A deal to forge stronger ties between most of Europe's economies sent stocks sharply higher Friday as hopes grew that the region is close to resolving its debt crisis. The Dow Jones industrial average rose 186 points.
All 17 nations that use the euro agreed to sign a treaty that allows a central European authority closer oversight of their budgets. Nine other EU nations are considering it. Britain is the lone holdout.
The agreement came after marathon overnight talks among European leaders at a two-day summit in Brussels. A deal on tighter fiscal control is considered a crucial step before the European Central Bank will consider committing more money to lower borrowing costs of heavily indebted countries like Italy and Spain by buying their bonds.
Ryan Detrick, senior technical strategist with Schaffer's Investment Research, cautioned that investors have been disappointed by Europe's previous efforts to contain its debt crisis. The market will likely remain volatile in the coming weeks, Detrick said, because the Europe plan is "only a minor step" toward a solution.
"We've seen these agreements before, and they can just as easily deteriorate," Detrick said.
The Dow closed up 186.56 points, or 1.6 percent, at 12,184.26. It's up 1.4 percent for the week.
Bank stocks led the market higher, reflecting traders' optimism about Europe's progress toward solving its crisis. Citigroup Inc. rose 3.7 percent, Morgan Stanley 3.2 percent and JPMorgan Chase & Co. 3 percent.
Banks have been weighed down for months by fears about their exposure to Europe. The biggest European banks have been downgraded. If Europe's crisis spins out of control, U.S. banks that do business with them would also suffer.
The Standard & Poor's 500 index closed up 20.84 points, or 1.7 percent, at 1,255.19. The Nasdaq composite index finished up 50.47, or 1.9 percent, at 2,646.85. The S&P is up 0.9 percent for the week, the Nasdaq 0.8 percent.
The gains were broad. DuPont was the only stock among the 30 in the Dow average to fall. The chemical and materials company slid 3.2 percent after saying it expects earnings this year will fall well short of Wall Street's forecasts because of weak demand for electronics and industrial supplies.
It was the second consecutive week of gains for all three indexes. Stocks were pummeled two weeks ago as borrowing costs soared for European nations such as Italy.
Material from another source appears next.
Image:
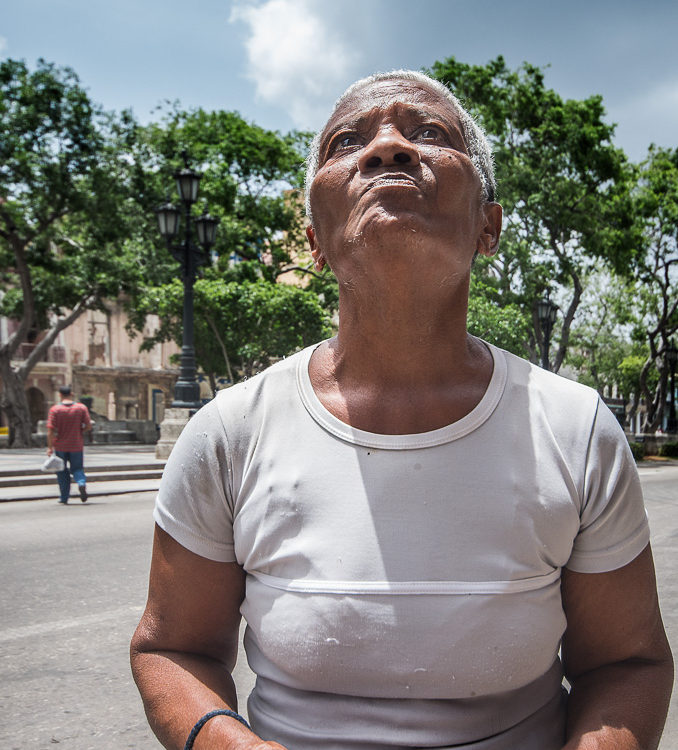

They recovered last week after the world's major central banks announced a program to give commercial banks easier, cheaper access to loans in U.S. dollars.
Both the Dow and the S&P have risen 14 percent since hitting yearly lows on Oct. 3. Only the Dow, however, is higher for the year.
Trading volume was very light. Just 3.6 billion shares were traded on the New York Stock Exchange, well below the recent daily average of 4.7 billion.
The yield on the 10-year Treasury note rose to 2.07 percent from 1.97 percent late Thursday, signaling lower demand for ultra-safe investments. The rise followed news that a survey of U.S. consumer sentiment hit a six-month high this month, better than Wall Street expected. Stocks barely reacted.
"The U.S. is showing definite signs of improving on the economic front, yet we almost ignore it, and every day we seem to focus on European issues," Detrick said.
Many think the only path out of the debt crisis is a more active role by the European Central Bank, which can buy up government debt to keep nations' borrowing costs down. It currently buys bonds in the markets, but only reluctantly, and in small quantities.
Germany and France, the two biggest economies in the euro zone, had hoped to persuade all 27 members of the European Union to change an EU treaty and impose tight fiscal rules on its members. Britain refused to join in because it wanted to be exempt from proposed financial rules.
Among other U.S. companies making big moves:
— Pall Corp. surged 7.9 percent after the filtration equipment maker reported fiscal first-quarter earnings that far exceeded analysts' expectations.
— The Cooper Cos. Inc. leaped 16.6 percent after the eye care company topped expectations with its fiscal fourth-quarter performance.
— General Electric Co. rose 3.3 percent after the manufacturing giant said it will increase its quarterly dividend by 2 cents to 17 cent per share, GE's fourth increase in two years.